- Established: 1994
- Jurisdiction: New South Wales
- Location: Sydney, New South Wales, Australia
- Motto: Aims to protect public health and safety by resolving, investigating and prosecuting complaints against health service providers
- Authorised by: Health Care Complaints Act 1993 (NSW)
- Type of tribunal: Statutory authority
- Website: www.hccc.nsw.gov.au

Commissioner
- Currently: Sue Dawson
- Since: December 2015
- Lead position ends: December 2025

= Health Care Complaints Commission =

Statuory body in Australia

The New South Wales Health Care Complaints Commission (commonly referred to as the 'HCCC'), is an independent statutory body created by the Parliament of New South Wales, Australia to receive, assess, resolve or prosecute complaints relating to health service providers in New South Wales. The HCCC plays a unique role in maintaining the integrity of the NSW health care system by receiving and assessing complaints about health service providers in NSW. These may be:

- Registered health practitioners, including medical practitioners, nurses and dental practitioners
- Unregistered health practitioners, such as naturopaths, massage therapists and alternative health providers
- Health organisations, such as public and private hospitals and medical centres

The Act requires that public health and safety are the paramount considerations in all of the HCCC’s regulatory functions.

== Purpose ==
Established in 1994, the HCCC independently deals with complaints about health service providers in NSW by assessing and resolving complaints wherever possible. The HCCC also investigates and prosecutes serious complaints. The HCCC works closely with the health professional councils in NSW when handling complaints to ensure the best possible protection of the public health and safety.

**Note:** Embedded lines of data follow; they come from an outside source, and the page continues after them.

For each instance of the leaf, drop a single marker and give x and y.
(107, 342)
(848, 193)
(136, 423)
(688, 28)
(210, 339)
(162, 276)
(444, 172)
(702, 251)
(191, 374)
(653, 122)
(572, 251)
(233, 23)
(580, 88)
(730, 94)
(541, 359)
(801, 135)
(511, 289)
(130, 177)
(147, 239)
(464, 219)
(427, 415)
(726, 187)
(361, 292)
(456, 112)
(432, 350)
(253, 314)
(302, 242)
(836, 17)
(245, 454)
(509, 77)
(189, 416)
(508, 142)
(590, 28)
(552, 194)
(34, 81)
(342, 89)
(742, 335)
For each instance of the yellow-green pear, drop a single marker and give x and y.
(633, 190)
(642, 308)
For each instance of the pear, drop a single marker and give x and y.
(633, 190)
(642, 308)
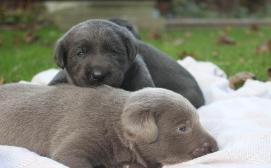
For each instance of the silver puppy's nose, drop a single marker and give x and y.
(205, 148)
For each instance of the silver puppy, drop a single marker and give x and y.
(103, 126)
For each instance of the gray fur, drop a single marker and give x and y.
(165, 72)
(102, 126)
(104, 48)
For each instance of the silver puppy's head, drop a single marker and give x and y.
(164, 127)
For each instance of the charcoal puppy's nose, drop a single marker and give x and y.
(97, 75)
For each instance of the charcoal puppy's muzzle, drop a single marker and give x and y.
(97, 75)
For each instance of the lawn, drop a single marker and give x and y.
(22, 55)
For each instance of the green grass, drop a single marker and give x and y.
(20, 60)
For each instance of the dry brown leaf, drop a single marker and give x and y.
(254, 27)
(239, 79)
(184, 54)
(227, 29)
(226, 40)
(188, 34)
(29, 37)
(265, 47)
(1, 80)
(155, 36)
(269, 73)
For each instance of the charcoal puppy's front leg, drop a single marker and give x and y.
(60, 77)
(138, 76)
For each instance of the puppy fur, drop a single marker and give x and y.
(98, 52)
(102, 126)
(165, 72)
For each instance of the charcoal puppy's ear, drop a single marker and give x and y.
(60, 53)
(130, 44)
(138, 121)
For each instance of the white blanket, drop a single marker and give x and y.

The defines the scope of the HCCC's work, which is to:

- receive and assess complaints relating to health service providers in NSW;
- resolve or assist in the resolution of complaints;
- investigate serious complaints that raise questions of public health and safety; and
- prosecute serious complaints.

For the most serious complaints, the HCCC can determine that:

- the complaint should be investigated
- the complaint should be referred to a more appropriate regulatory body
- the complaint should be referred to the Police or Director of Public Prosecution

For registered practitioners, the assessment will consider care, treatment and practitioner’s conduct with regard to the standards, guidelines and codes of conduct that apply to each profession and their legal obligations. When a complaint is about a registered health practitioner, the HCCC must consult with the relevant professional council before determining a complaint outcome.

For unregistered practitioners, the assessment will consider care, treatment and conduct with regard to the Code of Conduct for Unregistered Health Practitioners (the Code) and their legal obligations. The Code sets the minimum practice and ethical standards with which Unregistered health service providers are required to comply and also informs consumers about what they can expect from practitioners.

For health organisations, their legal obligations and the policies and systems that are in place to ensure the safety and quality of health service delivery are considered in the assessment process.

===Investigation powers===

The HCCC must investigate a complaint if the complaint raises a significant risk to public health or safety, or serious questions about the care provided to a patient. For individual providers, the HCCC will investigate a complaint if the allegations would provide grounds for disciplinary action is proved. For health organisations, the investigation will consider whether critical and systemic issues are identified, and if so, make recommendations to the organisation to assist with remediating the issues.

===Prosecution powers===

Following an investigation into a registered health provider, where a significant departure in clinical care and treatment and/or professional conduct has been established, the complaint may be referred internally to the Director of Proceedings (DoP), the head of the HCCC’s Legal Department.

The DoP determines whether disciplinary action is warranted, and if so, whether the prosecution should be before a Professional Standards Committee or the NSW Civil and Administrative Tribunal (NCAT). The Director of Proceedings determines the most appropriate forum for disciplinary proceedings taking into account:

- the evidence gathered during the investigation
- the nature of the complaint
- the likely outcomes

===General proceedings===
In conducting all prosecutions and other legal proceedings, the Commission acts with complete propriety, fairness and in accordance with the highest professional standards.

For unregistered practitioners, the HCCC has full jurisdiction and determination over the complaint outcome. In these scenarios, the HCCC may make a prohibition order which may be interim (for a period of 8 weeks) or permanent. A prohibition order is a serious outcome as it legally prevents the practitioner from providing health services (or a specific health service). A full list of prohibition orders can be found on the HCCC’s website.

The HCCC may also make a public statement that identifies and gives warnings or information about an unregistered health practitioner and their health services. A full list of public warnings/statements can be found on the HCCC’s website.

The HCCC receives media attention when it has played a role in the investigation or prosecution of high profile complaints, or complaints that are in the public interest. Data published by the HCCC shows a continual year on year increase in the number of complaints received, often attributed by the media to a health system under pressure. Other media attention included a criticism of its performance by The Sydney Morning Herald, reporting that new "statistics expos[ed] a dramatic decline in investigations despite complaints from the public being at an all-time high."

A full list of the HCCC's Annual Reports, outlining yearly complaint activity is publicly available on its website.